Nokia Q3 earnings drops 28 percent, revenue drops 5 percent
Nokia reported third-quarter earnings down 28 percent on a year earlier, and revenue down 5 percent. Its share of the mobile phone market slipped too.
Revenue for the quarter ended September 30 totalled €12.24 billion (US$17.68 billion), a figure which will disappoint analysts who had expected something nearer $18.59 billion.
The company reported net profit of €1.09 billion, down from €1.56 billion a year earlier.
During the quarter Nokia closed its acquisition of Navteq, a distributor of digital maps for GPS (Global Positioning System) terminals, bringing it additional sales of €156 million but an operating loss of €80 million.

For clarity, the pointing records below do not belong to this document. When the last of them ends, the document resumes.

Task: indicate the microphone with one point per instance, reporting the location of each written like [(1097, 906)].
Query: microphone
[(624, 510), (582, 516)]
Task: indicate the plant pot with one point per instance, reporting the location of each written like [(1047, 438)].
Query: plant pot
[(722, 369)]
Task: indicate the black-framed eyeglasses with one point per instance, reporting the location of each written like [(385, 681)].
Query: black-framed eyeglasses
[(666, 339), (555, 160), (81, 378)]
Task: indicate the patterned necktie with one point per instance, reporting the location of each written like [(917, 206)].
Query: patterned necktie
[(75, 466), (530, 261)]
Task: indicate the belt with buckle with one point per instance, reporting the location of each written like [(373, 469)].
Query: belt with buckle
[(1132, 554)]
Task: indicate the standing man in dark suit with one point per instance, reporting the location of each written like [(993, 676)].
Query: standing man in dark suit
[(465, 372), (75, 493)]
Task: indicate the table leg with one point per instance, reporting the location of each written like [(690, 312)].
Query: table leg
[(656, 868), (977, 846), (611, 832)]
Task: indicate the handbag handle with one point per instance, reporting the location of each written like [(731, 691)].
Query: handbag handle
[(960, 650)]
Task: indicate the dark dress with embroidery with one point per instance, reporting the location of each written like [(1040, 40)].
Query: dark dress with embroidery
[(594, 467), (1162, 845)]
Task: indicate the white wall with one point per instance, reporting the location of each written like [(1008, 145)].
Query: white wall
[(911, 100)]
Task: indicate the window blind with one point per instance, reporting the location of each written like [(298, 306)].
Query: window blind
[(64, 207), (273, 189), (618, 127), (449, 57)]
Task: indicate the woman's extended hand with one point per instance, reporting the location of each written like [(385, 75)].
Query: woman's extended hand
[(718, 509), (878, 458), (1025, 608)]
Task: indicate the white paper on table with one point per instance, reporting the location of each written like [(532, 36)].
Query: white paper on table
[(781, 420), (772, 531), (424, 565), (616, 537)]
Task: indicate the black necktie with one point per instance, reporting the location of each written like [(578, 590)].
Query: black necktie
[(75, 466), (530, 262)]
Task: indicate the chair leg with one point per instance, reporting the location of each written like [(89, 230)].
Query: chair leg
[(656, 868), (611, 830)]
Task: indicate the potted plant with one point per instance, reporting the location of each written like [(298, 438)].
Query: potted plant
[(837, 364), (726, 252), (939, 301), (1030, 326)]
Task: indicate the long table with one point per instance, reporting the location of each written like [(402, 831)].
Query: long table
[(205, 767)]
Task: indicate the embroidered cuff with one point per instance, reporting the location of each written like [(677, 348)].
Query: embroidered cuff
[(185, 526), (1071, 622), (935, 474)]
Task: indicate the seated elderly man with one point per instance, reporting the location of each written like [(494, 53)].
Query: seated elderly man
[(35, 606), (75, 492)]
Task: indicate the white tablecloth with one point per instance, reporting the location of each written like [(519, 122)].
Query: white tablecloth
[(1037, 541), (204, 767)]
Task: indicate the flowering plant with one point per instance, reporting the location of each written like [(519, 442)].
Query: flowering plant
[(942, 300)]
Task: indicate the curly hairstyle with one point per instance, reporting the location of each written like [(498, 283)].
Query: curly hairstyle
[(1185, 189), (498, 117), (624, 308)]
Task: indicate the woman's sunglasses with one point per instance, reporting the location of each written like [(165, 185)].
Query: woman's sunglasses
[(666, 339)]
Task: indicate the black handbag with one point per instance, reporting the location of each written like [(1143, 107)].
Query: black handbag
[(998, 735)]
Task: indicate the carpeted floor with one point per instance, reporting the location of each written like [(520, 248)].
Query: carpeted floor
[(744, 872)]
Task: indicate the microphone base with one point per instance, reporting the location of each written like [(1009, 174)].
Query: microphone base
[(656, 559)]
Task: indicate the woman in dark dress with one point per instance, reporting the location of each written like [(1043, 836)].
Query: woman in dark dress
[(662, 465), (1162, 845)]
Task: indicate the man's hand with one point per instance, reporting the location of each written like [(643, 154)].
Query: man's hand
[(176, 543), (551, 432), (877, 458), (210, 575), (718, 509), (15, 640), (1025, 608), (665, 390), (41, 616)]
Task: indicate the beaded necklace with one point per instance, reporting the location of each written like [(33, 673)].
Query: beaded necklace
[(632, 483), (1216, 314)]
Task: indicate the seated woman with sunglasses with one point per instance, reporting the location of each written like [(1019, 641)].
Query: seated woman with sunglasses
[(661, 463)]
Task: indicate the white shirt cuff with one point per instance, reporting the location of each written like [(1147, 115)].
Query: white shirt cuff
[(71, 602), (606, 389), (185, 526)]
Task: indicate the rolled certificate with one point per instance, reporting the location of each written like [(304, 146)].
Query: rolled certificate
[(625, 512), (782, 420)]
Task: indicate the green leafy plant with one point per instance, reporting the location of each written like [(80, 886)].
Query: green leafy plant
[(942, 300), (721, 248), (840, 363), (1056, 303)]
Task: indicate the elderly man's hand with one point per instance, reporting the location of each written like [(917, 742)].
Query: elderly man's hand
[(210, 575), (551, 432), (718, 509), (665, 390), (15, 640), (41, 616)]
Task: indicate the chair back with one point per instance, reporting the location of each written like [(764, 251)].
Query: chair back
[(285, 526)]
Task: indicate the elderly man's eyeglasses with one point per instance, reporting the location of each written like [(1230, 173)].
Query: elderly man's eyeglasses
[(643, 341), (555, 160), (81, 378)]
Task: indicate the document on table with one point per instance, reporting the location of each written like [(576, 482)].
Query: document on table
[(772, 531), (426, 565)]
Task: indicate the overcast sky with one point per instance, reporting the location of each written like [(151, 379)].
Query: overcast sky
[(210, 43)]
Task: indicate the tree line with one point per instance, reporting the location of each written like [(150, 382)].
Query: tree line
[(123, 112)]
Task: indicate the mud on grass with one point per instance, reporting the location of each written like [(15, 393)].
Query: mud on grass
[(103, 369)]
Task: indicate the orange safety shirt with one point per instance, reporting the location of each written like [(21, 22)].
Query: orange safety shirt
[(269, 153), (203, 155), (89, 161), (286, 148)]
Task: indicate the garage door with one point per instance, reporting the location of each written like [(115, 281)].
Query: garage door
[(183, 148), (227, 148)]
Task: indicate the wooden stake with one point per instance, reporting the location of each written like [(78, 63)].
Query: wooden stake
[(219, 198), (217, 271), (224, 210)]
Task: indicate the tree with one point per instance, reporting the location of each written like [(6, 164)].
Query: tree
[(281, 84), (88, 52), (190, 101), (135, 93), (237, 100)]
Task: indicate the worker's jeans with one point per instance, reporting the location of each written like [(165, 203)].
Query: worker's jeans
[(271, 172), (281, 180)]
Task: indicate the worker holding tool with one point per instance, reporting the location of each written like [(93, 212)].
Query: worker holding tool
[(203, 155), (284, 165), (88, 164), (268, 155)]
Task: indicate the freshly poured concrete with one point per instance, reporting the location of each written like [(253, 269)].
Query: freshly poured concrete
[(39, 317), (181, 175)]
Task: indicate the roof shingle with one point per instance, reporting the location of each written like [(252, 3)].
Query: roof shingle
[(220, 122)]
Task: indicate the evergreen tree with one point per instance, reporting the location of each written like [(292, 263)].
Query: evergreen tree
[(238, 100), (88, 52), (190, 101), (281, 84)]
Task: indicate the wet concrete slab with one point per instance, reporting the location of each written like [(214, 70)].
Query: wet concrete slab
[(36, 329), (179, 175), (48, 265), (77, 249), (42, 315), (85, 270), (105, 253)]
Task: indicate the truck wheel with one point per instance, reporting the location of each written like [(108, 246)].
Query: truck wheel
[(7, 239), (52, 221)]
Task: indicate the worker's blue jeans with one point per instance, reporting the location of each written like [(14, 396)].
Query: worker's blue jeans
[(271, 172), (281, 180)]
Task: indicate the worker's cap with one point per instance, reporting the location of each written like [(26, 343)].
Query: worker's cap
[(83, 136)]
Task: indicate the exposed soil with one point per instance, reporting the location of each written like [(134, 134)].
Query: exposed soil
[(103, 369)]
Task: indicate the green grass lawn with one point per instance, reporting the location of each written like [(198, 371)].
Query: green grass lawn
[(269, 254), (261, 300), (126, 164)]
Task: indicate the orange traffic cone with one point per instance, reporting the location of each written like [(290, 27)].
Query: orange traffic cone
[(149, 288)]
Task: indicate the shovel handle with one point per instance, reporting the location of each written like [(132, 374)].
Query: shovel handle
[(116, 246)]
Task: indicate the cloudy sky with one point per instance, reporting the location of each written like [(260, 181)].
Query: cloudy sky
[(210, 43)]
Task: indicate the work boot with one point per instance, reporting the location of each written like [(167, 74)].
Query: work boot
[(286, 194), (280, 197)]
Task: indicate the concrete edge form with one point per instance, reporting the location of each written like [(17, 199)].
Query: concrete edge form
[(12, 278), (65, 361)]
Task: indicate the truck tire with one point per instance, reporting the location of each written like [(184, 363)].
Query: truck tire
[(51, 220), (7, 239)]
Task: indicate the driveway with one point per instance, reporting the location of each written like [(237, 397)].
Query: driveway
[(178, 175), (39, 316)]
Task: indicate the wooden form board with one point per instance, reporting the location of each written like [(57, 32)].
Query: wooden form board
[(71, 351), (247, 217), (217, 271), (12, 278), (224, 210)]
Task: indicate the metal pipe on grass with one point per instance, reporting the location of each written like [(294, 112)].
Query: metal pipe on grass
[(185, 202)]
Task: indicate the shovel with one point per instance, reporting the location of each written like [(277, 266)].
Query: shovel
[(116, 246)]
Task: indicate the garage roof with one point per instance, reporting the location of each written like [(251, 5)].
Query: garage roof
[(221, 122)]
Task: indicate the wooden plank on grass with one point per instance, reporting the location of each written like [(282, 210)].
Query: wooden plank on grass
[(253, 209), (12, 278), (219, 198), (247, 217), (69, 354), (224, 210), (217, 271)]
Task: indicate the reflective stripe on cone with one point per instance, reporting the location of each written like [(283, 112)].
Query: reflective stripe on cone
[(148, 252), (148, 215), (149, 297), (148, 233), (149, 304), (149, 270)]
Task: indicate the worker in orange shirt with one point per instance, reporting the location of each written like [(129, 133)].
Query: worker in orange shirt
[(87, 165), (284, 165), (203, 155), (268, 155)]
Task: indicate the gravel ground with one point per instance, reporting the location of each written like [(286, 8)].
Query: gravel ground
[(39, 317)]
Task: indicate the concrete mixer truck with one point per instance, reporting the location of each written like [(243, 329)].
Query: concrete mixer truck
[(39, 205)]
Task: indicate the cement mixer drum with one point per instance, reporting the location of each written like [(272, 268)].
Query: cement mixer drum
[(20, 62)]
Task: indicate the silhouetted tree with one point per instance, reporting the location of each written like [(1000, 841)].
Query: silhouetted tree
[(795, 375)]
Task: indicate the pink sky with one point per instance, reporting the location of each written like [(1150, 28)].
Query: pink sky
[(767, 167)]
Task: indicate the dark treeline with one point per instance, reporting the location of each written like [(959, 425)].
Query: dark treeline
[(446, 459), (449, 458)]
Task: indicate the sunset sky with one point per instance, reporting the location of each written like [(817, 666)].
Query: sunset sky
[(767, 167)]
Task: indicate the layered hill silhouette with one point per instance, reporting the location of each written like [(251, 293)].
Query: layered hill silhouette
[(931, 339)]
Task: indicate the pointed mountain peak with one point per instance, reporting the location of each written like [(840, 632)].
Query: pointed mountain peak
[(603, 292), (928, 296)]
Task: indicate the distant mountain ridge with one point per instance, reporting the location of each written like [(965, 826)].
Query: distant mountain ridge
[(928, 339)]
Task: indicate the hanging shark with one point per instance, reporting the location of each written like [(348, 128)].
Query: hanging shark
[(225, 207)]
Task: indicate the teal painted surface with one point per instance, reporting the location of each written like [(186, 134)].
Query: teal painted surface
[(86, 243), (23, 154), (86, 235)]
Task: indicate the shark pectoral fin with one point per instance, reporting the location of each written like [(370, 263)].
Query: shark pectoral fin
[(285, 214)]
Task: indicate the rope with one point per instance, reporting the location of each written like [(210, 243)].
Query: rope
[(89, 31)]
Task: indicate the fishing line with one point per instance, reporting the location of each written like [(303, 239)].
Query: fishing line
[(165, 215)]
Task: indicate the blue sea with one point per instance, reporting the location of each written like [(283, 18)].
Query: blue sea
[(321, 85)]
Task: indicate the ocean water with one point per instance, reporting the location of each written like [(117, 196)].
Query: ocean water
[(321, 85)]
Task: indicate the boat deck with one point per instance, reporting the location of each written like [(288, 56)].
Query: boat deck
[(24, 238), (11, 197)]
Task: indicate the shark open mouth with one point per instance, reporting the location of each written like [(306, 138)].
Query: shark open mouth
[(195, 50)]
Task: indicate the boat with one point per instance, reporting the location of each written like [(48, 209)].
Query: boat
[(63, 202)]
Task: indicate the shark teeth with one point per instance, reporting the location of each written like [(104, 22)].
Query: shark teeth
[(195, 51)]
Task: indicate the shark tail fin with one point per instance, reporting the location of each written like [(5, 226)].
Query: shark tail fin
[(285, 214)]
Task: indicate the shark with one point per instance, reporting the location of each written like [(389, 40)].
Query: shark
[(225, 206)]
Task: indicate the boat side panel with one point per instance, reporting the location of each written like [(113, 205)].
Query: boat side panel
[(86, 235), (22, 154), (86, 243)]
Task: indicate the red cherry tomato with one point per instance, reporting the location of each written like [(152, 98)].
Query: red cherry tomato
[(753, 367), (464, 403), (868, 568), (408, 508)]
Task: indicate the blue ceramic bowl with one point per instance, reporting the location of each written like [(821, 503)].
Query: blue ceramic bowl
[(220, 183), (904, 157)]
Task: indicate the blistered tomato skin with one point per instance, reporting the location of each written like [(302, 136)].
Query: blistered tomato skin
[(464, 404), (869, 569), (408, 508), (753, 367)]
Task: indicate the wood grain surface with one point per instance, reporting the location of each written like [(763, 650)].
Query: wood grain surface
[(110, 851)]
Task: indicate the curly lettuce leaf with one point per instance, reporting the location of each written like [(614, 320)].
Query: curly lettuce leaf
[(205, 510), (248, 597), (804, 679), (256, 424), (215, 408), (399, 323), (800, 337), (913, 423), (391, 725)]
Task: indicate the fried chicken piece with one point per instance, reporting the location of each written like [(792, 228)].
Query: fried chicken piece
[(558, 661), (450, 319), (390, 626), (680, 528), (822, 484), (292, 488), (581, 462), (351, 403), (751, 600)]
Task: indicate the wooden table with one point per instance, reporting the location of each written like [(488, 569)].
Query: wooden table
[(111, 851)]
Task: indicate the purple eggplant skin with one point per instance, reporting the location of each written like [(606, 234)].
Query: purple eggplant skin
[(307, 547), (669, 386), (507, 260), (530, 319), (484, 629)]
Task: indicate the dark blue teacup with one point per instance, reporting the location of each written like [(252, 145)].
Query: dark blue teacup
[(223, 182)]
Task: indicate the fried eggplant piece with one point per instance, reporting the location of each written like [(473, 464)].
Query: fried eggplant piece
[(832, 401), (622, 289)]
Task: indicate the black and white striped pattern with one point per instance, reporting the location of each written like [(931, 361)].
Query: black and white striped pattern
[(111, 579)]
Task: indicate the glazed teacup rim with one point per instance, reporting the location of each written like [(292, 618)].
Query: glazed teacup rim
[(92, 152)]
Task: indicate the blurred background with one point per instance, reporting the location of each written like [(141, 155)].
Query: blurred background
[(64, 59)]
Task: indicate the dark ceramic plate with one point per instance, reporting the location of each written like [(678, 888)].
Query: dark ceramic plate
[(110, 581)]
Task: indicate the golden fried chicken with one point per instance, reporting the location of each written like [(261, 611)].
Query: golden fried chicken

Nokia sold 117.8 million mobile devices in the third quarter, giving it 38 percent of a market it estimates at 310 million devices. That's down from a share of 39 percent a year earlier, and 40 percent in the second quarter, it said.
Phone sales rose 13.9 percent year on year to 33.6 million in Nokia's largest regional market, Asia-Pacific, but declined 5.5 percent to 27.4 million in Europe. Nokia sold 19.8 million phones in Greater China, up 4.8 percent year on year despite a dip there in the second quarter.
The company had warned in early September that it expected its market share to drop as it refused to engage in a price war with other manufacturers.
"We will move to maximize our bottom line with the right combination of margin and market share," said President and CEO Olli-Pekka Kallasvuo in a conference call with analysts.
One factor affecting Nokia's results is a move to cheaper handsets: handset sales for the quarter rose 8 percent by volume compared to a year earlier, but dropped 7 percent by value.
"There's only one way average selling prices can go -- and that's down," said Gartner research director Carolina Milanesi.
The average selling price of Nokia's phones slipped to €72 in the third quarter, from €74 in the second quarter and €82 in the third quarter of 2007, the company said.
Nokia's flagship N96 smartphone will be struggling in this market, Milanesi said. Its over-long feature list, including a digital TV receiver that won't work in many European countries, makes it expensive to manufacture at a time when operators are being more careful about how they subsidize phones for new customers.
Despite the economic downturn, Nokia sees itself as "well positioned for the current times," it said.
The company still expects the mobile phone market to grow -- to 1.26 billion units this year from 1.14 billion in 2007, and it sees its share of that market remaining steady or rising in the fourth quarter.